Twenty-four children aged 3–18 years (median 10.9) with a clinical diagnosis of NF1 and who had inoperable, measurable, plexiform neurofibromas that had potential to cause significant complications were included in the trial. Selumetinib (10 mg and 25 mg capsules) was administered approximately every 12 h on a continuous dosing schedule in 28-day cycles. Dose was calculated using body-surface area, starting with 20 mg per square metre and up to 50 mg per square metre. Patient assessments included a range of clinical examinations, laboratory evaluations, ophthalmologic examinations, echocardiography, and electrocardiography at baseline and at regular intervals. MRI images of tumours were obtained with volumetric analysis at baseline, after cycles 5 and 10, and then after every 6 subsequent cycles. The number of cycles of selumetinib administered ranged from 6 to 56 (median 30);19 patients received more than 30 cycles.
Selumetinib was well tolerated up to 25 mg per square metre every 12 h when taken over the long-term (median 120 weeks). Common side-effects included acneiform rash, gastro-intestinal upset and asymptomatic creatine kinase elevation. The most common dose-limiting toxic effects were mucositis, aminotransferase elevation, decreased neutrophil count, and paronychia. A reversible dose-dependent decrease in left ventricular function was seen in one patient. Five patients withdrew from treatment, 1 as a result of dose-limiting toxic effects.
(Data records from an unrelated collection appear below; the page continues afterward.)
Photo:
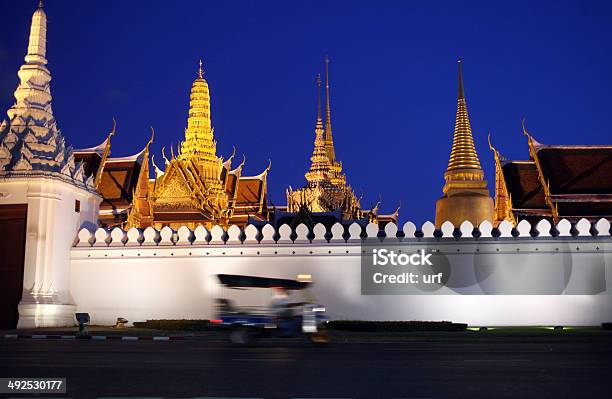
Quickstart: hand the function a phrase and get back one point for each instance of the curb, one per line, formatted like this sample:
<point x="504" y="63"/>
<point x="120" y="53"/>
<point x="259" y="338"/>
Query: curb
<point x="92" y="337"/>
Partial response, defined by a tumour volume decrease of ≥ 20% from baseline, was observed in 17 of the 24 children (71%). Disease progression defined as a ≥ 20% volume increase from baseline was not observed. Data on additional clinical benefits were not routinely collected, however, anecdotal evidence suggested that individual patients benefited from reductions in pain, degree of disfigurement and motor function. A parallel pharmacokinetic and pre-clinical study undertaken in a murine model of NF1 demonstrated a decrease in neurofibroma volume in 12 of 18 NF1 mice (67%) versus an increase of neurofibroma volume in 14 of the 15 control animals.
Comment These are preliminary results and require validation in larger studies, which should include qualitative analysis of any clinical improvements resulting from volumetric reduction of neurofibromas. However, these data indicate the potential for effective short- to medium-term tumour control in a disease which has hitherto been extremely difficult to manage and highly distressing for patients.